As we go out into the Bay, more and more vessels and landmarks become visible. On clear days, the skyscrapers in San Francisco are visible, as are Alcatraz , the Golden Gate bridge, various radio towers, Mount Tamalpais, etc. Think of the many professions and activities represented on the Bay, and how they reflect on the Bay as an economic, ecological and cultural region: tug operators, water taxis, ferries, sightseeing boats, charter boats (both power and sail), fishermen, the Baykeeper and his staff, Coast Guard, Navy, Vessel Assist, boat bottom cleaners, pilot boats, boat salesmen, sailmakers, boatyards, nature conservators, marine biologists of all kinds working for both environmental organizations and for corporations.
Ocean water enters the Bay through the Golden Gate. The deepest part of the Bay is right under the Golden Gate Bridge, with 330 feet of water. Other parts can be as shallow as 7 feet, making it necessary to know when the next ebb (low water) or flood (high water) is due to occur. Also, regular dredging of the shipping channels is necessary, so that all the big container ships and oil tankers coming into the Bay do not run aground. The gravitational force acting on all objects on Earth, winds and the spinning of Earth around its own axis cause large bodies of water to move in certain, well-known directions. These horizontal movements of water are called currents.
Tides are the relative high and low water levels. Twice a day, water leaves the Bay (ebb), and roughly six hours later it returns (flood). These four distinct stages are repeated everyday during the moon’s 24 hour orbit around the Earth. The movement of water is caused by the relative gravitational pull acting between Moon, Sun and Earth, literally pulling water away from its location on Earth.
Inside the Bay, currents and tides result in whirlpools and gyres. The tides for any given area can be calculated and are published in tide tables. These tables are widely used by a variety of sailors, such as:
We also get close to another East Bay landmark, the Berkeley Pier. It extends 3,000 feet into the waters of the Bay. Its original length of three miles designates the extent of the planned landfill in the East Bay. Fortunately for humans and sealife alike, the Save San Francisco Bay Association under the leadership of Sylvia McLaughlin managed, in 1969, to stop the Army Corps of Engineer’s plan to fill in 2,000 acres of open water by the year 2020.

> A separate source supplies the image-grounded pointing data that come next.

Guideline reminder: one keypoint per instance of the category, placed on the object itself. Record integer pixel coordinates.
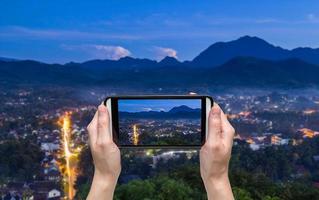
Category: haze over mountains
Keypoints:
(176, 112)
(247, 61)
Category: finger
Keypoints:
(214, 125)
(228, 129)
(103, 124)
(92, 129)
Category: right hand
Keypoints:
(215, 155)
(106, 156)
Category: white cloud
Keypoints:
(162, 52)
(100, 51)
(58, 34)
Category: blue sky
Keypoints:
(156, 105)
(68, 30)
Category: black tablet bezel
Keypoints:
(115, 118)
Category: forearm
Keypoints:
(102, 188)
(219, 189)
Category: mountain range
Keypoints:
(247, 61)
(176, 112)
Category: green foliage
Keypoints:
(160, 188)
(241, 194)
(257, 175)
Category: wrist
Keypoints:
(221, 179)
(218, 187)
(102, 187)
(104, 180)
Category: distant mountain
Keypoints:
(7, 59)
(169, 61)
(272, 70)
(248, 46)
(182, 108)
(176, 112)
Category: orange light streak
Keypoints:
(135, 135)
(70, 165)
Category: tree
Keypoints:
(241, 194)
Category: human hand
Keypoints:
(215, 155)
(106, 156)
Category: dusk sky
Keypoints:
(68, 30)
(156, 105)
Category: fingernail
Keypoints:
(102, 108)
(215, 111)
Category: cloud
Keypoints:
(58, 34)
(147, 109)
(162, 52)
(100, 51)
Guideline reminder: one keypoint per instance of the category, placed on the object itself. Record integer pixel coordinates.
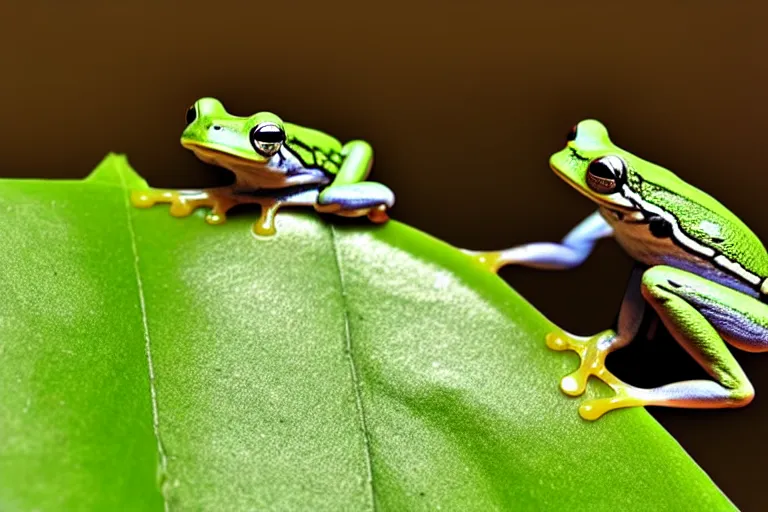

Historically, the politics surrounding the Pier have always been difficult. Berkeley’s first pier, Jacob’s Landing, was built in 1853 by Captain James Jacobs, an immigrant from Denmark who transported freight between San Francisco, Sacramento and other shoreline communities. In 1874, a small municipal pier was built to provide a short-lived ferry service to San Francisco. Both of these piers are have now been covered by landfill and the remains are located under University Avenue. In 1926, the Golden Gate Ferry Company built another pier which allowed motorists to drive directly from University Avenue, three miles into the Bay and take a car ferry to San Francisco. This service was so popular that police reportedly encouraged drivers to maintains speeds of 60 miles per hour on the pier in order to keep the ferries full. It now belongs to the City of Berkeley. As it slowly rots, opinions are divided as to what to do with it. On the one hand, the logs coming slowly undone in the continuous onslaught of earthquakes, currents, and wind constitute a hazard to pleasure and commercial craft. On the other hand, fish, mussels, crabs and other marine animals and plants have started colonizing this artificial reef and contribute to the variety of biological species found in the Bay.
To most humans, who use it for walking and fishing, it is merely a marker of a historical era when ferries were the main mode of transport across the Bay, before most of the major Bay bridges were built. The perpetual car traffic on nearby freeways is a reminder of a more pressing contemporary concern: people fishing off the Pier as well as fishermen in other parts of the Bay have to contend with fish stocks affected by toxins, resulting in mutations and depleted stocks.